A sede “vampiresca” da economia do capital inclui a Natureza como um mero objeto de consumo, ou uma barreira a ser ultrapassada. Diante de tamanha ousadia, pode-se agora pelo menos desconfiar que o colapso ecológico que ameaça a permanência da humanidade na Terra é fruto do imperativo econômico-tecnológico inerente ao desenvolvimento do capital como sistema mundo; um sistema que funciona como “dilapidador dos mananciais de sua própria riqueza, o homem e a natureza” e que, portanto, compromete a vida das espécies que habitam no Planeta. À Terra atribui-se a condição de fonte de riqueza econômica, e não a condição de ser um bem comum. É apreciada pelos proprietários do dinheiro e dos meios de produção como um fator de produção a ser privadamente apropriado. Mais precisamente, um objeto de espoliação para atender o dogma do crescimento econômico. Isso significa dizer que o ímpeto progressivo do capital o leva, contraditoriamente, ao esgotamento de sua base material de sustentação e a limites ecossistêmicos que não podem ser ultrapassados. Além de sua contradição interna fundamental, aciona limites externos que não pode superar. Conclui-se, então, que a tecnologia não pode resolver a totalidade dos problemas econômicos e sociais por ela mesma gerados, e muito menos consertar a ruptura metabólica que causa junto com a economia capitalista de mercado ou de comando central.

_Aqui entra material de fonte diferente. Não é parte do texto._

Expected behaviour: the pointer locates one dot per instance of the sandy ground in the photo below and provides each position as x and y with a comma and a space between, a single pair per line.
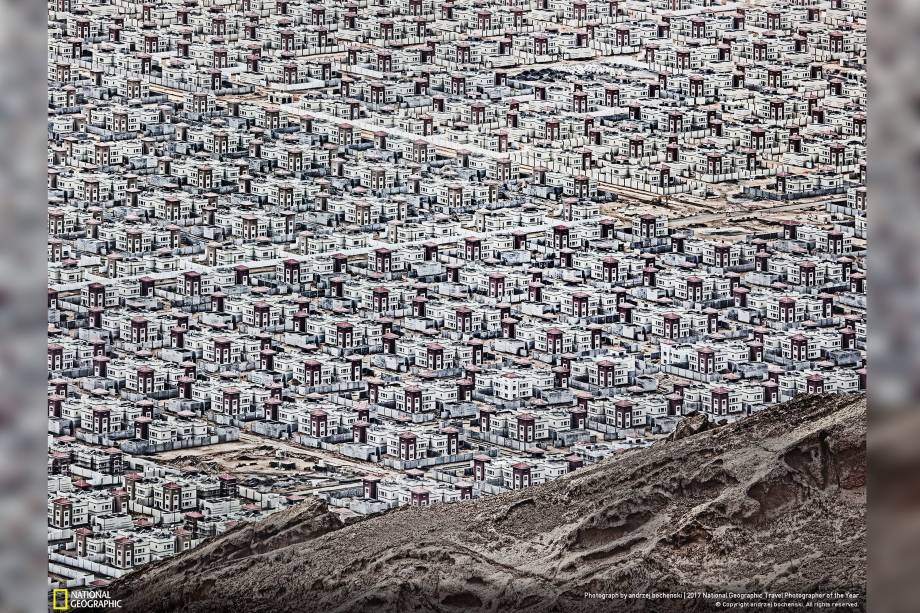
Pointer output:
774, 502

A ruptura sociometabólica se desencadeia visivelmente com a revolução tecnológica que a indústria estimula na agricultura. A população rural diminui e se intensifica um urbanismo que reflete, de um lado, a força motriz da acumulação de capital e, de outro, a separação entre o campo e a cidade. A industrialização da agricultura degrada o solo e torna redundante a força produtiva do camponês. Explicita-se, portanto, a ruptura metabólica histórica entre o homem e a Natureza.

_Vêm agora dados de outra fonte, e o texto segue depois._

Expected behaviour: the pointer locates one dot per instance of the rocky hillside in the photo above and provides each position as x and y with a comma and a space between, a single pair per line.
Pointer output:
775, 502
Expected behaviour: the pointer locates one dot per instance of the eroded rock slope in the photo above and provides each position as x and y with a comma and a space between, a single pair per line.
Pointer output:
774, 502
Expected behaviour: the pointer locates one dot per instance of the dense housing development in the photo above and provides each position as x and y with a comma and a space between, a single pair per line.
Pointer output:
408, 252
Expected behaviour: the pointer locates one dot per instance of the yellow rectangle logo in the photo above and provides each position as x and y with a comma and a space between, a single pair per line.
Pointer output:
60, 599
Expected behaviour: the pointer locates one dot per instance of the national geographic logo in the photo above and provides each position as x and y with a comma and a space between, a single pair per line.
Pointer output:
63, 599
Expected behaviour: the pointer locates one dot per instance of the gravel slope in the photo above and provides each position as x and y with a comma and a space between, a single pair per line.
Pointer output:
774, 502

As mudanças tecnológicas introduzidas na agropecuária, na indústria e nos demais setores da economia; a imposição de um modo urbano de vida em megacidades para concentrar poder de compra; o esgotamento de mananciais e aquíferos; a contaminação do solo, dentre outras afetações; representam uma pequena parte dos inúmeros processos que contrariam os critérios de sustentabilidade propostos pelo estudiosos da Economia Ecológica, sobretudo, por Nicholas Georgescu-Roegen em sua Bioeconomia. São facetas que demonstram a inviabilidade do processo econômico capitalista à escala global, e que determinam uma pegada ecológica descomunal. Como um resultado dramático, as mudanças climáticas espalham ameaças perigosas decorrentes dos desequilíbrios dos ciclos biogeofisicoquímicos que dão o suporte de vida a todas as espécies.